O livro começa dizendo a que veio logo no início, com sua “desdedicatória”, mostrando a maestria do autor na arte da autodepreciação. Essa quebra de expectativa coloca o leitor num lugar especial. Explico: se o autor não leva a sério a sua obra nem tampouco a si próprio, não cabe a nós, leitores, fazermos isso. A partir desse momento, o livro ganha um outro sentido já que todas as expectativas foram por água abaixo.
Mas, atenção, isso não torna o livro vazio. Pelo contrário. Como bem nos ensina a turma do Monty Python, o nonsense não é exatamente a ausência de sentido, mas, talvez, a ausência do bom senso, ou como dizia um antigo professor de Filosofia que tive, é a ausência do senso comum. E, voltando aos Pythons, é o absurdo.

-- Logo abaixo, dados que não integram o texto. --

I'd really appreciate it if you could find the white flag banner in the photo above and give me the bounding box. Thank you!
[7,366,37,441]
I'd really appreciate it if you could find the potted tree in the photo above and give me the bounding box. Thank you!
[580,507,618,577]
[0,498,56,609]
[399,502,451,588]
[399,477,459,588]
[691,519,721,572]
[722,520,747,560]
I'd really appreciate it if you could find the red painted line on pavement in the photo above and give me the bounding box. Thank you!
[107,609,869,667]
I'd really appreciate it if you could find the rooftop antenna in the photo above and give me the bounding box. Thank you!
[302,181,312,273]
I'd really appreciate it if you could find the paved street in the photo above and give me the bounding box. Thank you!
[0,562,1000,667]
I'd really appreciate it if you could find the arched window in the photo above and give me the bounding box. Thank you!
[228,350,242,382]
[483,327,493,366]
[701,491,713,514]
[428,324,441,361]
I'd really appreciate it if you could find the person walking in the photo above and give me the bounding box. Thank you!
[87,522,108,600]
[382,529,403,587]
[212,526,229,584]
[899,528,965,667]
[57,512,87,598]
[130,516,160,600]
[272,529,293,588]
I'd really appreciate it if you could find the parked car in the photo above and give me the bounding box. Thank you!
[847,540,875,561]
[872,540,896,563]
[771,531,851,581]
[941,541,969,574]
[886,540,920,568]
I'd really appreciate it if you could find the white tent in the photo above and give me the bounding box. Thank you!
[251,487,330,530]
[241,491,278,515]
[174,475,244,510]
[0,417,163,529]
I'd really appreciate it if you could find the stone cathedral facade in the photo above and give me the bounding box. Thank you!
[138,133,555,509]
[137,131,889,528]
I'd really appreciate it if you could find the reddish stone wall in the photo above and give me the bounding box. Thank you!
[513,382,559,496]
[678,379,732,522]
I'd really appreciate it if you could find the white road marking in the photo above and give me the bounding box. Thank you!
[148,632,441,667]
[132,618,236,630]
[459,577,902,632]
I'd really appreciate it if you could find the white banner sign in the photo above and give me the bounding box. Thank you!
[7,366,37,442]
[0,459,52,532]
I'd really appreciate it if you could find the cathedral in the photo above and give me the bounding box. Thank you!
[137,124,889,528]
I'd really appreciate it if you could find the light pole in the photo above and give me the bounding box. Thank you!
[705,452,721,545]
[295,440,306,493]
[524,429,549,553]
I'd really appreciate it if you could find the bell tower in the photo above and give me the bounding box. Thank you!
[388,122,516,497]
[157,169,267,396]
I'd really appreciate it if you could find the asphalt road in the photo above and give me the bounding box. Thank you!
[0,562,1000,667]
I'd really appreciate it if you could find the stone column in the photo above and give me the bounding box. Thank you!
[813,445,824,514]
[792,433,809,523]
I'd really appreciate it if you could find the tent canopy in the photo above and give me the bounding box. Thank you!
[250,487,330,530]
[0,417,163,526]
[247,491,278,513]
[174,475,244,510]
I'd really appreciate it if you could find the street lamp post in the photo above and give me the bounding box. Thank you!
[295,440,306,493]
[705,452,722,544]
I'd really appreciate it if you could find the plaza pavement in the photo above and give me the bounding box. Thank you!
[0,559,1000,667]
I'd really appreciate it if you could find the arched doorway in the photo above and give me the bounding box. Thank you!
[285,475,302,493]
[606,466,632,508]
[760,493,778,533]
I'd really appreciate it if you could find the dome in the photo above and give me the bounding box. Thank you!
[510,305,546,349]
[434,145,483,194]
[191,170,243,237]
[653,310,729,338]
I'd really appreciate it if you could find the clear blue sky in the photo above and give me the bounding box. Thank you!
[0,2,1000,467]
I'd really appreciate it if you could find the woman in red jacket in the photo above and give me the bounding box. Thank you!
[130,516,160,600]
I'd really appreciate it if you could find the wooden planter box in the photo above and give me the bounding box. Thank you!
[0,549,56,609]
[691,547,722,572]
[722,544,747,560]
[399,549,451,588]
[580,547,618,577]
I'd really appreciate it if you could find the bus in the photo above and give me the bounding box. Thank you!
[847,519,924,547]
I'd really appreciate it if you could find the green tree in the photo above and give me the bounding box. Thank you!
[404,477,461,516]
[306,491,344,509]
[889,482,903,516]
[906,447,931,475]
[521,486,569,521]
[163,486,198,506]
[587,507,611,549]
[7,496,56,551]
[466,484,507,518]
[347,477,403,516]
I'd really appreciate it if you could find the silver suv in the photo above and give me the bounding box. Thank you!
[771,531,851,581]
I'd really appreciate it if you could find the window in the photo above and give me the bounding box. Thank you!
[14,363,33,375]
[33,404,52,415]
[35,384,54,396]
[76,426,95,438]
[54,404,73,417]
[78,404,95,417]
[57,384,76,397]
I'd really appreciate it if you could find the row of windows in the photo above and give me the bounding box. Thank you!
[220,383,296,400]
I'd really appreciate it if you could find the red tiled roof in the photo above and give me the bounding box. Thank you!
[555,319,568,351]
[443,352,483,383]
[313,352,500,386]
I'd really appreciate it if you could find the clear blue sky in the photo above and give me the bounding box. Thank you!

Também não vá ler este livro achando que encontrará um sentido metafísico oculto nas entrelinhas. Pode ser até que você encontre, mas será um mero acaso.
O fato é que “Uma fuinha sobrenatural se instalou no meu cérebro: e outros textos igualmente imbecis” é uma coletânea de textos que assombraram o autor ao longo dos últimos 20 anos e que insistiram em se tornar um livro, quase a despeito da vontade dele. Neste livro, você encontrará pequenas crônicas, reflexões (ou “histórias bestas”), jogos de palavras, memórias e até poesias. Tudo muito despretensioso, mas não menos interessante por conta disso. Leia sem expectativas, apenas divirta-se e identifique-se, se e quando possível.
Pra concluir, uma observação importante: o livro tem um defeito e uma qualidade. O defeito é que é curto e acaba muito rápido. Sua qualidade é que deixa um gosto de quero mais. Vale a leitura!
Só pra registro, uma fuinha é um primo do furão e da doninha. O bichinho não é natural da nossa fauna, mas talvez o seu nome seja tão popular por aqui pelo fato de ser comumente encontrado em Portugal (obrigado por isso, Wikipedia). Mas eu sei que, a essa altura do campeonato, isso não faz a menor diferença pra você.